Posted: Wed May 15, 2019 3:15 pm
by Firestarter
I guess that most people won’t believe that big corporations sometimes pick their executives in order to “create” stories with similar “keywords” as the “real” stories on scandals...

Today I did an internet search with: “Money laundering, Danske Bank, ABN Amro, Thomas Borgen, resigned, CEO, Estonian, 200 billion euros, 2007 to 2015, suspicious, prosecutors, violation, largest, admitted, Dutch, internal, investigation”.

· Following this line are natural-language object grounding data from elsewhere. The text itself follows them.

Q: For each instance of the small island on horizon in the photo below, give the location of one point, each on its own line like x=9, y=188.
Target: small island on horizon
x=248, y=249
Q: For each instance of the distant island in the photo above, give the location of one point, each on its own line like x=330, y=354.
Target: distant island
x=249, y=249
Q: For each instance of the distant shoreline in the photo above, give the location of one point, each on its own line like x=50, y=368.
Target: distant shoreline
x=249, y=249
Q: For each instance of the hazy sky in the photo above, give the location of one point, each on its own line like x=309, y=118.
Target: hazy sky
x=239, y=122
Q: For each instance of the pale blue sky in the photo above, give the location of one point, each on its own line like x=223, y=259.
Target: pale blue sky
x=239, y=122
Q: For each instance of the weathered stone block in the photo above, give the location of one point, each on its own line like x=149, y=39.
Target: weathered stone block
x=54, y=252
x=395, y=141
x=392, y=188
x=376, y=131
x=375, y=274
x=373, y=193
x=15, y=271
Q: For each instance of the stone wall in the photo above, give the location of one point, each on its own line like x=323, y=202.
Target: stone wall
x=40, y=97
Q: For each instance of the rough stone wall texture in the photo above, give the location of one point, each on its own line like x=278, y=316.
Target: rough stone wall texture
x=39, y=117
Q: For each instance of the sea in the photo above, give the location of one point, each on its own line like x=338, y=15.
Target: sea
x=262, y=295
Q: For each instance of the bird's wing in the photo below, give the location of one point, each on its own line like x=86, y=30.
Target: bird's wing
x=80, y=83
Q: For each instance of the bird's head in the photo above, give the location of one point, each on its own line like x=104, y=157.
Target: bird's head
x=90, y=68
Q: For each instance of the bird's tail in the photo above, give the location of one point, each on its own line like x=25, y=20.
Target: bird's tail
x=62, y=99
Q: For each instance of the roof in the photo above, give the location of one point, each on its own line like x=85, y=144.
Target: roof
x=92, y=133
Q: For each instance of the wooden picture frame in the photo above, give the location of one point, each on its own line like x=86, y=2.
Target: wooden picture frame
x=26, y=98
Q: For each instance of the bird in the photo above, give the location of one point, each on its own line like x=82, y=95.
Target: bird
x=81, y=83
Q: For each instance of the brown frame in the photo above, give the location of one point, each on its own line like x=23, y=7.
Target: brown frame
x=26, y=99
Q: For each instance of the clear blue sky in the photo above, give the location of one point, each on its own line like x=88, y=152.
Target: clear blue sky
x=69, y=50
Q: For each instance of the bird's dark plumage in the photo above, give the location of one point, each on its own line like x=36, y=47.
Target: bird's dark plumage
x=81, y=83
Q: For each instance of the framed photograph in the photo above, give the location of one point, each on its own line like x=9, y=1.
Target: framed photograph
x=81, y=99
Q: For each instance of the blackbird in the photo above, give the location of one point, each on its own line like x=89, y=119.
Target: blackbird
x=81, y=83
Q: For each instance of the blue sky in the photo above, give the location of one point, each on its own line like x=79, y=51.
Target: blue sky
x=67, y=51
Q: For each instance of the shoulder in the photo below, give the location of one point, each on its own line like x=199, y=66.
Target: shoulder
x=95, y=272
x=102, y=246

All of these keywords are present in this thread. So should find it...
Google.nl Duckduckgo, Yahoo, and Bing (checked “only” first 5 pages) don’t find this thread.

Instead there are many, many results on the new Dutch CEO for Danske Bank, formerly of ABN Amro, Chris Vogelzang.
Vogelzang will replace Thomas Borgen, who resigned as CEO after an internal investigation found suspicious transactions worth 200 billion euros, from 2007 to 2015. Danske admitted massive money laundering at its Estonian subsidiary.